In contrast, there's the modern version of the people who used to just open an IDE and copy-paste snippets until they got the result they wanted. Now, those same people simply open Claude Code and prompt: "make me this app", "modify this", "do this more like that", and so on. Those are vibe coders. The only thing that's changed is a lower barrier, less effort, and faster development; yet somehow higher quality since SOTA LLMs output better code than most juniors used to.
And last there's the midway. People who set up their environment, without it becoming the main focus.
I review every single AI edit with the same cognitive load as if I was programming myself (Claude Code Opus 4.5) and I'm always having to adjust and fix things on a constant basis.
I keep doing it because having the LLM output is basically like a giant auto complete I can tweak, I can't compete with the speed of a proposed patch of me hand writing everything even if I'm considered 'fast' at a 90 WPM and using vim keybindings.
There has never been once a single session or non-trivial task where I would have to NOT intervene in the implementation and I consider myself a quite strong power user, (Master's in AI) using it for a long time, strong linting, and demanding test coverage.

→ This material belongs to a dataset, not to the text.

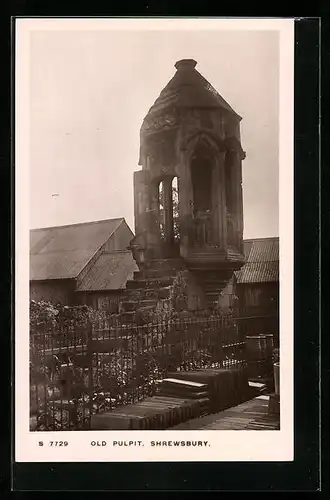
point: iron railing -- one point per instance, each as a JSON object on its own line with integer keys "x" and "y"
{"x": 80, "y": 370}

It boggles me and I stand in disbelief with people saying they just let it run by itself and works (fulfilling all edge cases needed for production code NOT the happy path in a PoC) , has not been my experience at all.
I predict the following 3 things:
1.) The people using autonomous agents don't deploy any of the vibe coded mess in a high stakes production environment where bugs and crashes and unintended behaviours will make you lose money and reputation.
2) The people churning 20 agents non stop don't have the skill to realize the slop and mishaps of the code they are pushing.
3) These people have far better prompting skills and stronger setups than me and they can achieve better and more reliable results.
I don't know what it is, probably the third, but it has not matched my reality at all.
To me the limiting factor is, for lack of a better expression, the speed of taking responsibility for the agents' output.
I can't sign off a 1000 LoC change in 5 minutes, it's just not possible.
For this reason I don't believe people saying they've experienced a 20x speedup. No one who makes a living in this business is this much slower at writing than reading code that they don't hit a wall with the latter when the former is done by AI.